For India, the timing was driven by pressure on the country’s energy balance. As the world’s third-largest oil importer and consumer, India depends on stable access to crude, and the Strait of Hormuz normally carries more than 40% of its imports. With the route under severe strain from war-related disruption, any interruption in Gulf shipping can quickly affect refiners, freight costs and domestic fuel prices.

Venezuela’s return to Indian barrels also reflects the volatility of sanctions policy. India had stopped buying Venezuelan oil last year after Washington authorized a 25% discretionary tariff on countries purchasing crude from Venezuela. Purchases resumed after sanctions were eased in February under a new supply pact between Washington and Caracas, reopening a trade that had been suspended by politics rather than geology.
Reliance Industries has become one of the biggest buyers of Venezuelan crude in recent months, and Venezuela became India’s third-largest crude supplier in May.
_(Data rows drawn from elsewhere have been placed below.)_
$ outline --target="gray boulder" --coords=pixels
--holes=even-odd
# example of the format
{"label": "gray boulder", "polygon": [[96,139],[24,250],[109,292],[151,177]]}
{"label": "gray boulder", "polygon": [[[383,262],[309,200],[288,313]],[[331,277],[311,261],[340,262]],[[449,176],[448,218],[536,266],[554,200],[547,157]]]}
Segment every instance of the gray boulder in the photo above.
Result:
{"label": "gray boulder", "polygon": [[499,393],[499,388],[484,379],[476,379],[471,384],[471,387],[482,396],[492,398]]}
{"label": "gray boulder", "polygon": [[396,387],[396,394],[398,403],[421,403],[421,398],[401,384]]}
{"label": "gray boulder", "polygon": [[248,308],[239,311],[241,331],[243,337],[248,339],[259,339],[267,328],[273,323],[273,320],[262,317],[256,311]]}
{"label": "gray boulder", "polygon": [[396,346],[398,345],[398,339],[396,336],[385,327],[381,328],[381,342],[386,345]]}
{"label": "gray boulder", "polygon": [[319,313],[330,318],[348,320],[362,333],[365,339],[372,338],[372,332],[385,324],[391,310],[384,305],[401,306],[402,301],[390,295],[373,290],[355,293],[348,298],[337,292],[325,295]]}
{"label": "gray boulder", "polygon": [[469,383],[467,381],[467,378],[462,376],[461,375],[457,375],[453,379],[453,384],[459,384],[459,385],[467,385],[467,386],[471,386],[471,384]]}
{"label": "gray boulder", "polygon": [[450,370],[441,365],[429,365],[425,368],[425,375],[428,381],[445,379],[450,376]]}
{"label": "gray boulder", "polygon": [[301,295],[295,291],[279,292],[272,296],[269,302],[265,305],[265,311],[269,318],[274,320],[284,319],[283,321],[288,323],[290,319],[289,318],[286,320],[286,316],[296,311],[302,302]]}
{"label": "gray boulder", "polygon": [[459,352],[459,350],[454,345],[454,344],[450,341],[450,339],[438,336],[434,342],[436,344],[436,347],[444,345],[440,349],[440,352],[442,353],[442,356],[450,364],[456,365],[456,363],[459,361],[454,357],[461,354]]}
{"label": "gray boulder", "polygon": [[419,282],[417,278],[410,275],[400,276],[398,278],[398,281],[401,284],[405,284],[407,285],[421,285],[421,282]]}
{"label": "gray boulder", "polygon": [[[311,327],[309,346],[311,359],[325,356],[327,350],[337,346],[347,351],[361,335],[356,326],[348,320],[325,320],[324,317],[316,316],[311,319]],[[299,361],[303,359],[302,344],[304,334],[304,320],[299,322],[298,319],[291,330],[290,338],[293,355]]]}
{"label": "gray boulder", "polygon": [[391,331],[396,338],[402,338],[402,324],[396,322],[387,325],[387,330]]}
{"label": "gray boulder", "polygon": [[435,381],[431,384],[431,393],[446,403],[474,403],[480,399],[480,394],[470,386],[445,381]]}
That shift shows how refiners are adapting to a fragmented supply market by leaning on grades that fit their processing capacity and on suppliers less exposed to sudden chokepoints.

The commercial logic is not new. Indian government background material says India and Venezuela marked 64 years of diplomatic relations in 2023, and resident embassies have operated in Caracas and New Delhi for more than four decades. Earlier external affairs material quoted Venezuelan oil minister Rafael Ramírez as saying Venezuela had a contract to sell India 400,000 barrels per day because Indian refineries are well suited to processing heavy Venezuelan crude.
Rodriguez’s trip had originally been expected in the context of the deferred International Big Cats Alliance summit, but the energy agenda now defines it. For both governments, the deeper message is clear: in a fractured oil market, diplomacy is again being shaped by who can sell, who can buy and which routes remain open.